The third part of God as love and as our model of love is obedience. As with service, this isn't obedience out of compulsion. It's obedience out of genuine and complete devotion to another. There are several parables on obedience in the New Testament and several examples of obedience and the consequences of disobedience in the Old Testament, but the simplest and most powerful example of obedience in the Bible is Christ:
"Have this mind among yourselves, which is yours in Christ Jesus, how, though he was in the form of God, did not count equality with God a thing to be grasped, but made himself nothing, taking the form of a servant, being born in the likeness of men. And being found in human form, he humbled himself by becoming obedient to the point of death, even death on a cross." Philippians 2:5-8
Christ, God in human form, was obedient to the Father. Not obedient to the point of giving away an old piece of clothing or buying your friend lunch or cleaning up the kitchen after the dinner because your mom asked you to. Obedient to the point of death. Obedient in humility. Obedient not to be exalted, but because he loved all of us enough to sacrifice himself for us.
Taken together, these three examples of love leave us with a sort of incomprehensible, non-sensical picture of an idea that gets thrown around so carelessly and easily in everyday life. Love isn't that electricity that runs up and down the back of your neck when you meet someone you think you want to know forever. Love isn't some sort of fuzzy, make your head spin, make your heart race kind of emotion. Rather love is an active and ongoing choice.

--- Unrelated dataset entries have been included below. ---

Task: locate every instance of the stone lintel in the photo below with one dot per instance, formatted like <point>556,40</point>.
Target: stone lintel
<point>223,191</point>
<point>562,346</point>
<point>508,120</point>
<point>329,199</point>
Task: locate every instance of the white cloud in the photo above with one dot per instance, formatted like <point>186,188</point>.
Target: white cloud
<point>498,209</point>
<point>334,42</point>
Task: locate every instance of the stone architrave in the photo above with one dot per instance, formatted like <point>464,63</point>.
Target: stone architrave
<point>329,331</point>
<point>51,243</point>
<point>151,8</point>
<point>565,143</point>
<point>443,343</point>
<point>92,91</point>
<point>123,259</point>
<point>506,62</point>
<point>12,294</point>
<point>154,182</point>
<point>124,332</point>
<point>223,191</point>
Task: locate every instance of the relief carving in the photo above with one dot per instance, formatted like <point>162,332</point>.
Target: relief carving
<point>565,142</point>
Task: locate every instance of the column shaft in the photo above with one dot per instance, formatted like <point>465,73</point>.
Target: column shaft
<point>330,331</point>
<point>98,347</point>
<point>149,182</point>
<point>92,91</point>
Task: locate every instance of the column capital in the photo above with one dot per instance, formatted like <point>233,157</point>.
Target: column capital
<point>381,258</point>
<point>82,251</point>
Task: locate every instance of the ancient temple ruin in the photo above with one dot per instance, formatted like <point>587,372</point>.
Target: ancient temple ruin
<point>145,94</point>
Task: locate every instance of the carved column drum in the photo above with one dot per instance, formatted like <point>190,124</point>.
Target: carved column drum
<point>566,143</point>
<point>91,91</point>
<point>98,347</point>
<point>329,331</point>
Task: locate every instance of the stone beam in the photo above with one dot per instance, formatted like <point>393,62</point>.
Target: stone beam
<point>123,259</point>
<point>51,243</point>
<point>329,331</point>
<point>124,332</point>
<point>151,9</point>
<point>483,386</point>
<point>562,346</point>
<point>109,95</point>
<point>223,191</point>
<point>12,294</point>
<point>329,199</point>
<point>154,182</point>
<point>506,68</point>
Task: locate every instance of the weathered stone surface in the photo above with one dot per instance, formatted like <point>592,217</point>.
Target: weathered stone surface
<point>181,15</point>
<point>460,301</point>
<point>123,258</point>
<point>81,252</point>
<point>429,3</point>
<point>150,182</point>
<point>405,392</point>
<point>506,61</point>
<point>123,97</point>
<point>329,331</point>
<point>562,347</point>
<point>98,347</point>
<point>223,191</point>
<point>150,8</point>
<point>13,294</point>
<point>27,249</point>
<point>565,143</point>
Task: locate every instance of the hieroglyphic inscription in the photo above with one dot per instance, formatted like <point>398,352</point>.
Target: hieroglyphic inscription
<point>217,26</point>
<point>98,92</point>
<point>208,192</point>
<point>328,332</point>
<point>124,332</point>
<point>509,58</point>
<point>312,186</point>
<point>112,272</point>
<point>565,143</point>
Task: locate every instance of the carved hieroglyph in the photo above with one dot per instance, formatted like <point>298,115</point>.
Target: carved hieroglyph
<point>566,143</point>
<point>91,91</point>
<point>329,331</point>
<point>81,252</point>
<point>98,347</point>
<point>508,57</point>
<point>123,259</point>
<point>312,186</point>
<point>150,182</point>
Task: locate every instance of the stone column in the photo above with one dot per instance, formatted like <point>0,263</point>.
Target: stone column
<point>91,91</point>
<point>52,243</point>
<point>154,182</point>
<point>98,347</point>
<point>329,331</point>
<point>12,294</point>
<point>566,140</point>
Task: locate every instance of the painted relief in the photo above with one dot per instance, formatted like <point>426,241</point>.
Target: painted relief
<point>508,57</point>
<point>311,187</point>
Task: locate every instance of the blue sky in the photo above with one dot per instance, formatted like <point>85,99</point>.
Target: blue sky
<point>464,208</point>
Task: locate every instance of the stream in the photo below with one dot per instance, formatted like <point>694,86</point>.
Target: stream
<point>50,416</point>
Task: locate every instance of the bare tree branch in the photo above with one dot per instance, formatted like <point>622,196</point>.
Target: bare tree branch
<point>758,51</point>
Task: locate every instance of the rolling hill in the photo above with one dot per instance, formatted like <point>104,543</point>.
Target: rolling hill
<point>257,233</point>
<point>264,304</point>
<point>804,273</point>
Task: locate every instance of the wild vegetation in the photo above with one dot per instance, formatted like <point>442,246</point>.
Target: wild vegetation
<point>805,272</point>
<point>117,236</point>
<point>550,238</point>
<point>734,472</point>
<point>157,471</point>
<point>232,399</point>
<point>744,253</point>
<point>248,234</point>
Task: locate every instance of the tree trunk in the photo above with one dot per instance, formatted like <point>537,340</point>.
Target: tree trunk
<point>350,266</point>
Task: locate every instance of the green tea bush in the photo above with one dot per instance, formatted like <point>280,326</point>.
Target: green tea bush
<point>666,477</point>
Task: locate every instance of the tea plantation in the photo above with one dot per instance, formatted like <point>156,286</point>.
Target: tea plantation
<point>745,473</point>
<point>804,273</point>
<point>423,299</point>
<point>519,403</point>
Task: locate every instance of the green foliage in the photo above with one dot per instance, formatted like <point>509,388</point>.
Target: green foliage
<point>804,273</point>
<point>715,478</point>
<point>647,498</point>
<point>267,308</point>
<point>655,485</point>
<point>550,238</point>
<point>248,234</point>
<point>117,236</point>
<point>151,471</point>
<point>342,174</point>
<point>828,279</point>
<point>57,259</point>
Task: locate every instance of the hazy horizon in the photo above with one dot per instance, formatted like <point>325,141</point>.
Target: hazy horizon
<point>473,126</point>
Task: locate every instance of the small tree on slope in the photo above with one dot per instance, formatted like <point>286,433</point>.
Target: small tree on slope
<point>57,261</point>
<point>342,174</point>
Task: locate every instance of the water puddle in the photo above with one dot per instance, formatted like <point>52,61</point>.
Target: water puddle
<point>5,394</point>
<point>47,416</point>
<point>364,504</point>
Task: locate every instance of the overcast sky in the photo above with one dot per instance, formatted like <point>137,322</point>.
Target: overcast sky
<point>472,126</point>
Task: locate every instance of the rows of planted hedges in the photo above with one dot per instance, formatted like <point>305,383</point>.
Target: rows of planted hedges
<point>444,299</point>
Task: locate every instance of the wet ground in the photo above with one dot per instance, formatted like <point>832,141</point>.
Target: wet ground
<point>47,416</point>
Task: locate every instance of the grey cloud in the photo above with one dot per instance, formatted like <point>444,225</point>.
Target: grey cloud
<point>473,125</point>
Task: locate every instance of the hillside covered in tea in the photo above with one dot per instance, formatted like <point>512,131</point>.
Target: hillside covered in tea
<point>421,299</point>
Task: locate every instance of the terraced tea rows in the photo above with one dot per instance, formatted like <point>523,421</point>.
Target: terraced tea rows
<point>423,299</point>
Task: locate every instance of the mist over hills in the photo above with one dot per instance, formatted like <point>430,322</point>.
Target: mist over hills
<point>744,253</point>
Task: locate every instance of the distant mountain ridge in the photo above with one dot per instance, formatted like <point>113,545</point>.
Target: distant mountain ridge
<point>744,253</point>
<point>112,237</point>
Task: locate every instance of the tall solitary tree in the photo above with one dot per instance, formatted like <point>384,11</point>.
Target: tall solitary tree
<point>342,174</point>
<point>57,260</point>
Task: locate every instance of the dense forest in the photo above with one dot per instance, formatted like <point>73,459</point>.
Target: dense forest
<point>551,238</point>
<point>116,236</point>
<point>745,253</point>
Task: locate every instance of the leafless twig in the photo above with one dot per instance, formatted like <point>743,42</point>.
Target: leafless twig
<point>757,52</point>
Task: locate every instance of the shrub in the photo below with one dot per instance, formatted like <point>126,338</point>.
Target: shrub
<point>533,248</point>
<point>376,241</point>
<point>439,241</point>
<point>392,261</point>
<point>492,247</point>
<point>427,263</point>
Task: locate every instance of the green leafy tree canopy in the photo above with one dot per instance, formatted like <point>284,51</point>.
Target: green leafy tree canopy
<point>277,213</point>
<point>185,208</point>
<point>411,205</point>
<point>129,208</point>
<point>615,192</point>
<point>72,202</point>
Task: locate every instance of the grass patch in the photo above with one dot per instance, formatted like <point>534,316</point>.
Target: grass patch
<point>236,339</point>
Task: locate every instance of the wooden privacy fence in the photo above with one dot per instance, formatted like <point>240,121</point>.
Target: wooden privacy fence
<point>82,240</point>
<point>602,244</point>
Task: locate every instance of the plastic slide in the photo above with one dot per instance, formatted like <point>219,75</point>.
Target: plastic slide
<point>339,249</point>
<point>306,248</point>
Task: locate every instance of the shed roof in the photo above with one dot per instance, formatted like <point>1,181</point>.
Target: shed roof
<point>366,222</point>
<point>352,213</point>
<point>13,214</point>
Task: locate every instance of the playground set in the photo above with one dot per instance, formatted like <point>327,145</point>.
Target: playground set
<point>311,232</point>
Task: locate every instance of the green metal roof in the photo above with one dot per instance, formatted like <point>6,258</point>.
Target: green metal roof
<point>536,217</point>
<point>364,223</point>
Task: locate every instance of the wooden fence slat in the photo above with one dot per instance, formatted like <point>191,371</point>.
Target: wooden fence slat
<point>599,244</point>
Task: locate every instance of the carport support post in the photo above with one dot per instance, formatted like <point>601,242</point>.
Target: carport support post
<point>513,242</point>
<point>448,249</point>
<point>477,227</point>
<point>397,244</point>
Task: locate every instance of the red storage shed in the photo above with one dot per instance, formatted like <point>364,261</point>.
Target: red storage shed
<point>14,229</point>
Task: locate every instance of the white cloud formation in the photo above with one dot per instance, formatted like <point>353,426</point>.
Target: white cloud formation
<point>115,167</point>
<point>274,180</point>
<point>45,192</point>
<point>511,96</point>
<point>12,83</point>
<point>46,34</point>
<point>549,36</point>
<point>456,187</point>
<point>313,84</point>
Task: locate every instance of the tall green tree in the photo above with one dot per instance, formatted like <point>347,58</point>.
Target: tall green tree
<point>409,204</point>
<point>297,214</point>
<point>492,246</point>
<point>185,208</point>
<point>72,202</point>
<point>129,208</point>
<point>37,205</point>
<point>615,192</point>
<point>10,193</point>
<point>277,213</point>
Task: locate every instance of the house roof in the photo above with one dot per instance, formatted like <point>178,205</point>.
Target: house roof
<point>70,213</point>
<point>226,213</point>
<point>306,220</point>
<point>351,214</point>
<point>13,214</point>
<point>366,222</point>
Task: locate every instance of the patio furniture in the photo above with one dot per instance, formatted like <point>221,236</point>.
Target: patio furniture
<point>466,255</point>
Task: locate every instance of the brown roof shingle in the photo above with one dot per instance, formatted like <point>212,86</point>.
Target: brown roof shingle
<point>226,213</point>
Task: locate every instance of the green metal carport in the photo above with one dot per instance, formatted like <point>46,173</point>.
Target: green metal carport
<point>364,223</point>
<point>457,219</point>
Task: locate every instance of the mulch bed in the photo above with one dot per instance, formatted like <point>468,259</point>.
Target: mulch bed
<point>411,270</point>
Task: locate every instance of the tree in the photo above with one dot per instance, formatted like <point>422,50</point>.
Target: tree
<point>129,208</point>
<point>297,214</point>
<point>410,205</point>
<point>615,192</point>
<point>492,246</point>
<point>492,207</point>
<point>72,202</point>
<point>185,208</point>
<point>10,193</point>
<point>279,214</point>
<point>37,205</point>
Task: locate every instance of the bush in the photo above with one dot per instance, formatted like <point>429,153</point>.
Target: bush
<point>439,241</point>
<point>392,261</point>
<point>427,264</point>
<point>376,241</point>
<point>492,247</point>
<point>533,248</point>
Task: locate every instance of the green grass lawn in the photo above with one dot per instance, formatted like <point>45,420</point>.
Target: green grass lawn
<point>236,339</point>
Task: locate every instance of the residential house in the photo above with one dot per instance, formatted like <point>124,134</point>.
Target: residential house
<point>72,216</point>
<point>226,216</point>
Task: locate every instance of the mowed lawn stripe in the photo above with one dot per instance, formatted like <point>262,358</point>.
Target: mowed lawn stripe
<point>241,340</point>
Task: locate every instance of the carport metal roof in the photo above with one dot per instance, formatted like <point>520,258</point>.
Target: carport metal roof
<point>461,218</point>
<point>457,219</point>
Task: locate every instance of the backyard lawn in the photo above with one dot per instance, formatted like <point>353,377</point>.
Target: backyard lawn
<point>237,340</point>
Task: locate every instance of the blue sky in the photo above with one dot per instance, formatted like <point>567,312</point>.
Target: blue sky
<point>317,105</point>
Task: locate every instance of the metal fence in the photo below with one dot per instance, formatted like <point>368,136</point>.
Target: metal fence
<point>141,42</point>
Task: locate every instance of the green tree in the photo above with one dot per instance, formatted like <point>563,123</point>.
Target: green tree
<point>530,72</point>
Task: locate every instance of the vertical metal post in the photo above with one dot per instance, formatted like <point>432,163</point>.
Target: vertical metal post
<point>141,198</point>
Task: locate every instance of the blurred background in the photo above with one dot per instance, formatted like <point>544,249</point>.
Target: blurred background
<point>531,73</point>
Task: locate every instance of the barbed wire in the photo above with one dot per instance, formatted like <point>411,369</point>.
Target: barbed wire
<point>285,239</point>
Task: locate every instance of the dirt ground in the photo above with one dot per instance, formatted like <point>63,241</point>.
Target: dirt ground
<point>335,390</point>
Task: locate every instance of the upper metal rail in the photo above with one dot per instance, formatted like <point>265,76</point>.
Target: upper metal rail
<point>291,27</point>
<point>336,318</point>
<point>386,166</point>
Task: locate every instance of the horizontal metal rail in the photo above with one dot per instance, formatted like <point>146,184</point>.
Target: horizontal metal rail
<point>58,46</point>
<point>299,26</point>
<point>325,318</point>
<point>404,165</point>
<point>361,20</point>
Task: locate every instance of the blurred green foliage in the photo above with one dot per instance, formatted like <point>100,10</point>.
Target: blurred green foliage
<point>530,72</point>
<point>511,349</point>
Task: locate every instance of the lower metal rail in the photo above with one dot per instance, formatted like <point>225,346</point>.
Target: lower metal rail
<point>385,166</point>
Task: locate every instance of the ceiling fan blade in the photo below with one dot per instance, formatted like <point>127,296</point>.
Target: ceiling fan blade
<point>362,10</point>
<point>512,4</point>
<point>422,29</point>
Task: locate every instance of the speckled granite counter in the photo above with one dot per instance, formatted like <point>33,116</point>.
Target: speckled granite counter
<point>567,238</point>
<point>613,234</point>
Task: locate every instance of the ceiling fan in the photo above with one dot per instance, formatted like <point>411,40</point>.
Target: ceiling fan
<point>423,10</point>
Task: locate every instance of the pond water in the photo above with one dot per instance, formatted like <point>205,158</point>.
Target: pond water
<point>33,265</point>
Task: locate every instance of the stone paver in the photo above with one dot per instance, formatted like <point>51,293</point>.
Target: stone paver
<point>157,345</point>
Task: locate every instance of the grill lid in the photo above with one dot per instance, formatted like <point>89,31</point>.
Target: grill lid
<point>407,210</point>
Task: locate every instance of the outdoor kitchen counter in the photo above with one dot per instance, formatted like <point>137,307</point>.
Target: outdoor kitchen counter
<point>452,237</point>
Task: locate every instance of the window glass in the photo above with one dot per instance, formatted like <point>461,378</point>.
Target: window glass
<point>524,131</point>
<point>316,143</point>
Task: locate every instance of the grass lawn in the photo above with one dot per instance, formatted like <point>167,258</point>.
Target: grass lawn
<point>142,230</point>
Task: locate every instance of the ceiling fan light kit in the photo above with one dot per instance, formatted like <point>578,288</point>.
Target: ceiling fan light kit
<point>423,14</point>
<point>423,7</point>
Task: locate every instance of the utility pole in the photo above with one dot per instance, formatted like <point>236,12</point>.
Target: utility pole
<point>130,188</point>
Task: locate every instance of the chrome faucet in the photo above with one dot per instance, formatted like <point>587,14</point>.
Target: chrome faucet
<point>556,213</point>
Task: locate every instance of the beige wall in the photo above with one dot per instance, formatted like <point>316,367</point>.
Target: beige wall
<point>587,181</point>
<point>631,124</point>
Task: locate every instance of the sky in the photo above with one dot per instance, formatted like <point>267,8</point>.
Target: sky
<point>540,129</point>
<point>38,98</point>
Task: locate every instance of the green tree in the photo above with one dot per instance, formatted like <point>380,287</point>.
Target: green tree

Love is sacrificing yourself and your desires no matter how much it hurts you because you know it helps the one you love. Love is serving in humility. Love is obedience as the perfect expression of your devotion. Love is totally and completely unselfish. How does this connect back to crazy love? It's crazy to try to think about how much God loves us. It's crazy to think that God is this perfect expression of obedience, sacrifice, and service, because this combination of sacrifice, service, and obedience runs against the grain of most definitions of love.
Ultimately, we can't experience or express this kind of love apart from Christ. Because this love isn't within human capacity, it's out of God's enabling. Merely thinking through my day today, who and what I was obedient to, what I sacrificed for, who I served, I have a long way to go in knowing and understanding this kind of love. But I still want to. I want to give and receive this choosing, self-sacrificing, perfect, holy kind of love in every kind of relationship I have. Because, to go back to something I said in part one of this blog, without this kind of love, this divine love, I am nothing.